Agents Finding Analytics for Themselves
The most interesting use cases aren't the ones where a developer tells an agent to use Cred Protocol. They're the ones where the agent discovers it on its own.
Consider an autonomous treasury management agent tasked with deploying capital across DeFi protocols. It needs to evaluate counterparty risk, assess borrower creditworthiness, and monitor portfolio health. With MCP discovery, it can find Cred Protocol's tools, understand what they do (via the skill instructions), and start using them — all without explicit human direction.
Or consider a customer support agent for a lending platform. A user asks "why was my loan application denied?" The agent pulls their credit score, identifies the weak factors (maybe low borrowing history and thin wallet composition), and gives a specific, actionable answer — not a generic "please try again later."
Other use cases emerging right now:
- Automated credit monitoring — Agents that periodically check scores for a watchlist of addresses and alert on significant changes
- Multi-sig risk assessment — Batch-scoring all signers of a multi-sig wallet before approving a transaction
- Portfolio due diligence — An investment agent evaluating a basket of DeFi positions across chains before recommending allocation
- Identity-gated access — Agents that verify attestations (ENS, Gitcoin Passport) before granting access to premium features
- Agent-to-agent trust — One agent evaluating the on-chain reputation of another agent's wallet before transacting
The Skill File Pattern
We think the pattern we've established with SKILL.md will become standard for API providers building for the agentic web.
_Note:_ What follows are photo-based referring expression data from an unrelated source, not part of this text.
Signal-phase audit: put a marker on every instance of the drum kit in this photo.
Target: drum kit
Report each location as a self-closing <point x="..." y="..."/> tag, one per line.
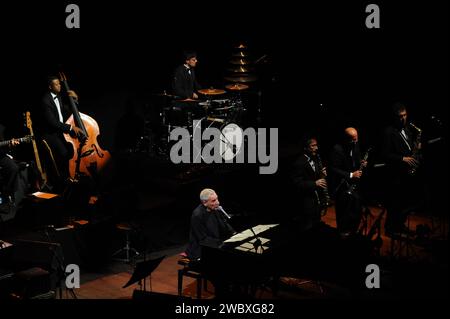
<point x="214" y="106"/>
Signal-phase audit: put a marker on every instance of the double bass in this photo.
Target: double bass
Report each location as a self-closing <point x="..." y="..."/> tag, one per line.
<point x="89" y="158"/>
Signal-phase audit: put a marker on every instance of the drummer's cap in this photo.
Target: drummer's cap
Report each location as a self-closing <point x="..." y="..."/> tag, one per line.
<point x="189" y="55"/>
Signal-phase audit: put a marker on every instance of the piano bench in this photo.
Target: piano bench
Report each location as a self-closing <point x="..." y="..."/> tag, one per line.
<point x="192" y="273"/>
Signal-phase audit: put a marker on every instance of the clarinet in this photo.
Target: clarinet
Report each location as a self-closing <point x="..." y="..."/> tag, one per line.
<point x="323" y="197"/>
<point x="415" y="151"/>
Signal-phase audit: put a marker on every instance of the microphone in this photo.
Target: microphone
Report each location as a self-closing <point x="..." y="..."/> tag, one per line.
<point x="221" y="209"/>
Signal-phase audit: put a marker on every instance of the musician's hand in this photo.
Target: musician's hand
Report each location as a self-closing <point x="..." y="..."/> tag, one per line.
<point x="356" y="174"/>
<point x="411" y="161"/>
<point x="76" y="132"/>
<point x="14" y="142"/>
<point x="322" y="183"/>
<point x="72" y="94"/>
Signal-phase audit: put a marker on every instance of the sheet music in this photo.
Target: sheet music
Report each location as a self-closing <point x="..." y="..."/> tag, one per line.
<point x="44" y="195"/>
<point x="248" y="233"/>
<point x="249" y="246"/>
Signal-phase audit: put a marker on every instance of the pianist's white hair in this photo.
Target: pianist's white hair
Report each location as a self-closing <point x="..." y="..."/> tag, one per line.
<point x="206" y="193"/>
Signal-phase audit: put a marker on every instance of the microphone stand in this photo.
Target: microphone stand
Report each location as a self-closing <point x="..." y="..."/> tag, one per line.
<point x="257" y="243"/>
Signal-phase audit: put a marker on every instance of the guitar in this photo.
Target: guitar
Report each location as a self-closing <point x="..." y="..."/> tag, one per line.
<point x="44" y="179"/>
<point x="25" y="139"/>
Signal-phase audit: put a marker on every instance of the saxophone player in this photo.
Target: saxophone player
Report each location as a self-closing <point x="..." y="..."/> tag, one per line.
<point x="401" y="144"/>
<point x="309" y="180"/>
<point x="346" y="170"/>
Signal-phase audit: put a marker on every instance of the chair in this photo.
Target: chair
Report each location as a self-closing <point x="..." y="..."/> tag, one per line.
<point x="127" y="250"/>
<point x="191" y="272"/>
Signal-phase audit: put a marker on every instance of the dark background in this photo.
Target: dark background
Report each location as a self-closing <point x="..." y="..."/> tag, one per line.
<point x="323" y="70"/>
<point x="317" y="53"/>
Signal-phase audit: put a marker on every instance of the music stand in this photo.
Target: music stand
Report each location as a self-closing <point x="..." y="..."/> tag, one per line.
<point x="142" y="270"/>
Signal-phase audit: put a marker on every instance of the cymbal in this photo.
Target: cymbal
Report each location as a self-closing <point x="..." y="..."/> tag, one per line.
<point x="241" y="46"/>
<point x="211" y="91"/>
<point x="187" y="100"/>
<point x="240" y="54"/>
<point x="238" y="61"/>
<point x="237" y="87"/>
<point x="242" y="78"/>
<point x="240" y="69"/>
<point x="164" y="94"/>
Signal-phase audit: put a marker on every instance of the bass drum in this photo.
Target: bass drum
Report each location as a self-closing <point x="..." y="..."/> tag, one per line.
<point x="230" y="137"/>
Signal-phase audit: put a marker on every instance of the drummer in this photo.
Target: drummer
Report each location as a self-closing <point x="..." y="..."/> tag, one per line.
<point x="184" y="83"/>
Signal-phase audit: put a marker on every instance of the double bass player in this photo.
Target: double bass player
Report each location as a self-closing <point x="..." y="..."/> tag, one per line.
<point x="54" y="112"/>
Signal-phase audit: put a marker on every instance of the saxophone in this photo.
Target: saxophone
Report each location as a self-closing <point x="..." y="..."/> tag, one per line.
<point x="415" y="150"/>
<point x="323" y="197"/>
<point x="351" y="190"/>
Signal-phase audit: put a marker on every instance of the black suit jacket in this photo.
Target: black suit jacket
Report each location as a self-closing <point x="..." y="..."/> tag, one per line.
<point x="395" y="148"/>
<point x="49" y="116"/>
<point x="304" y="180"/>
<point x="207" y="229"/>
<point x="184" y="84"/>
<point x="342" y="164"/>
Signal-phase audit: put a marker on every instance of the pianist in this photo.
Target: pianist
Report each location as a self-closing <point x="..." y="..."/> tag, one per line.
<point x="209" y="226"/>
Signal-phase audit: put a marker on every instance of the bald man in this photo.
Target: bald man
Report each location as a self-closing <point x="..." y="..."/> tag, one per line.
<point x="345" y="169"/>
<point x="209" y="226"/>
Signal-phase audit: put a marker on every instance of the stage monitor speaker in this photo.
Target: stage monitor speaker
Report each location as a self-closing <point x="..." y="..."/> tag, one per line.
<point x="157" y="297"/>
<point x="29" y="253"/>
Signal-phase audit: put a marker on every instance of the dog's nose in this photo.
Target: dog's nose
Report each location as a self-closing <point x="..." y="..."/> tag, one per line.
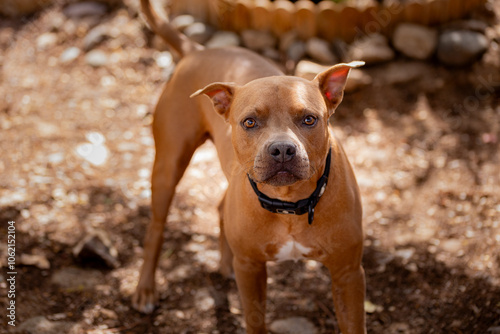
<point x="282" y="151"/>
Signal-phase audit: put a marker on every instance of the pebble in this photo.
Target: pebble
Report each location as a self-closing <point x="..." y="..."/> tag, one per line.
<point x="223" y="39"/>
<point x="319" y="50"/>
<point x="356" y="80"/>
<point x="73" y="278"/>
<point x="96" y="246"/>
<point x="371" y="49"/>
<point x="69" y="55"/>
<point x="46" y="41"/>
<point x="258" y="40"/>
<point x="39" y="261"/>
<point x="403" y="72"/>
<point x="415" y="41"/>
<point x="94" y="37"/>
<point x="308" y="70"/>
<point x="181" y="22"/>
<point x="293" y="325"/>
<point x="96" y="58"/>
<point x="42" y="325"/>
<point x="86" y="8"/>
<point x="199" y="32"/>
<point x="287" y="39"/>
<point x="296" y="51"/>
<point x="163" y="59"/>
<point x="461" y="47"/>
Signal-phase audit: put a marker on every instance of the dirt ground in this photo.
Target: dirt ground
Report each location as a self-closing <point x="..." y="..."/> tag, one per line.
<point x="76" y="154"/>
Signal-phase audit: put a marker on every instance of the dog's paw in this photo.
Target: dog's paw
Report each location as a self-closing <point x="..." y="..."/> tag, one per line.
<point x="144" y="300"/>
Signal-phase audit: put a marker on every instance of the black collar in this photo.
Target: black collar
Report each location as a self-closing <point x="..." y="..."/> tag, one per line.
<point x="300" y="207"/>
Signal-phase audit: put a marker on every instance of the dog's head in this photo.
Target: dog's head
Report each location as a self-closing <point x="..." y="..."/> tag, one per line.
<point x="280" y="124"/>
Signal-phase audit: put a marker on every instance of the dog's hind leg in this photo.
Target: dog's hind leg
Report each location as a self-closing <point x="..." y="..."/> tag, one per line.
<point x="178" y="129"/>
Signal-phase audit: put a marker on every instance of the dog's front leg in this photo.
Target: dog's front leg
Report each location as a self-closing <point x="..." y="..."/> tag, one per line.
<point x="251" y="277"/>
<point x="348" y="288"/>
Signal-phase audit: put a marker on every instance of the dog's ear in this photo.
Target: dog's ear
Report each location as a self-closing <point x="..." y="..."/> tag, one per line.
<point x="332" y="83"/>
<point x="221" y="95"/>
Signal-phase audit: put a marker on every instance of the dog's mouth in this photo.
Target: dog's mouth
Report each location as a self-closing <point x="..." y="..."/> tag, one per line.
<point x="280" y="175"/>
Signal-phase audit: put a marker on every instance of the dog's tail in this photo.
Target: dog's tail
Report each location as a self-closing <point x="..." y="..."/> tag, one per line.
<point x="160" y="25"/>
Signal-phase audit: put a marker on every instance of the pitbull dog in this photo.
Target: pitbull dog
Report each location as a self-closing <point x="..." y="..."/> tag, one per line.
<point x="292" y="193"/>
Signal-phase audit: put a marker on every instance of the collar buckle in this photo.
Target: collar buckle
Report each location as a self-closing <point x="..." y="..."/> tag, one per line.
<point x="286" y="212"/>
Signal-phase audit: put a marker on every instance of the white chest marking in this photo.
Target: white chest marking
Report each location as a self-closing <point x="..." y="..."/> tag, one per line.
<point x="292" y="250"/>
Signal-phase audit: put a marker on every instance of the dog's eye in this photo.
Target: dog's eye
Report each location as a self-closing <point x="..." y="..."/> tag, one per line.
<point x="249" y="123"/>
<point x="309" y="120"/>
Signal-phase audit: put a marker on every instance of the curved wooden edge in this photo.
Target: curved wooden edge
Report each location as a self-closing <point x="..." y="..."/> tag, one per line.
<point x="330" y="20"/>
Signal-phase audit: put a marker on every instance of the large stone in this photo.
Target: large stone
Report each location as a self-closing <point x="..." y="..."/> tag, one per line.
<point x="458" y="48"/>
<point x="415" y="41"/>
<point x="371" y="49"/>
<point x="319" y="50"/>
<point x="258" y="40"/>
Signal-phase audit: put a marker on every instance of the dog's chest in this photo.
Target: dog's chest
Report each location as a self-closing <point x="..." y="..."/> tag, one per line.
<point x="292" y="250"/>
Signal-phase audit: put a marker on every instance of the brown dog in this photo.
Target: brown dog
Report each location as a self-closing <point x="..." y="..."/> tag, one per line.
<point x="292" y="193"/>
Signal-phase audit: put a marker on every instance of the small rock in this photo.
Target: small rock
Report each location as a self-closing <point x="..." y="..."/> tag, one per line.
<point x="451" y="245"/>
<point x="96" y="58"/>
<point x="294" y="325"/>
<point x="258" y="40"/>
<point x="19" y="8"/>
<point x="403" y="72"/>
<point x="287" y="39"/>
<point x="46" y="41"/>
<point x="357" y="80"/>
<point x="319" y="50"/>
<point x="372" y="308"/>
<point x="308" y="70"/>
<point x="204" y="301"/>
<point x="41" y="325"/>
<point x="223" y="39"/>
<point x="296" y="51"/>
<point x="399" y="328"/>
<point x="87" y="8"/>
<point x="415" y="41"/>
<point x="458" y="48"/>
<point x="94" y="37"/>
<point x="473" y="25"/>
<point x="108" y="314"/>
<point x="271" y="53"/>
<point x="73" y="278"/>
<point x="199" y="32"/>
<point x="181" y="22"/>
<point x="39" y="261"/>
<point x="96" y="246"/>
<point x="371" y="49"/>
<point x="494" y="330"/>
<point x="69" y="55"/>
<point x="164" y="59"/>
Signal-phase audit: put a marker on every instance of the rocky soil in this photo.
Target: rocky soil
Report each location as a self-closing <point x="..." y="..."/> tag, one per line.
<point x="78" y="86"/>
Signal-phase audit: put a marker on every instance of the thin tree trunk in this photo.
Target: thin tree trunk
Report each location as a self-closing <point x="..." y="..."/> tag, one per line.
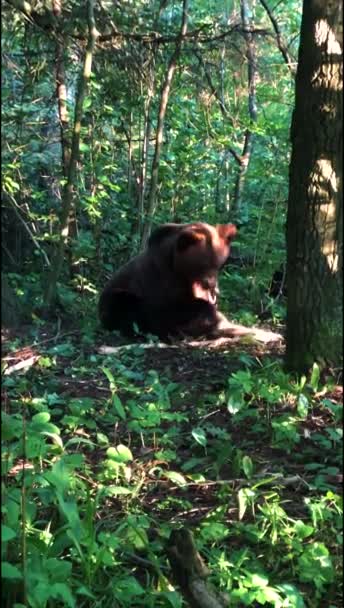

The key insight: tool descriptions tell an agent what a tool does, but skill instructions tell it when and how to use them well.
A tool description says "get_credit_score returns a score between 300 and 1000." A skill instruction says "start with get_credit_score when the user asks about wallet trust, use include_factors for detail, and only escalate to get_financial_summary if they need the full breakdown."
The difference is the same as giving someone a wrench versus teaching them to be a mechanic. Both matter, but the teaching is what makes the tools useful.
If you're building APIs that agents will consume, consider publishing your own skill files. The format is simple: a markdown document that ships with your MCP server, delivered via the instructions initialization field. No new protocol, no new spec — just good documentation in the right place at the right time.
Get Started
If you're building with AI agents and need on-chain credit intelligence:
- Get an API key from the Cred Protocol Dashboard
- Connect your agent via MCP (see the Getting Started guide)
- Review the agent skill at docs.credprotocol.com/mcp-services/agent-skill
- Explore the tools in the MCP Tools Reference
Sandbox tools are free and require no API key — start testing in minutes. Live tools consume Cred Units and return real blockchain data.
The agentic web is being built right now. The APIs that agents can discover, understand, and use autonomously will be the ones that win. We're making sure on-chain credit intelligence is one of them.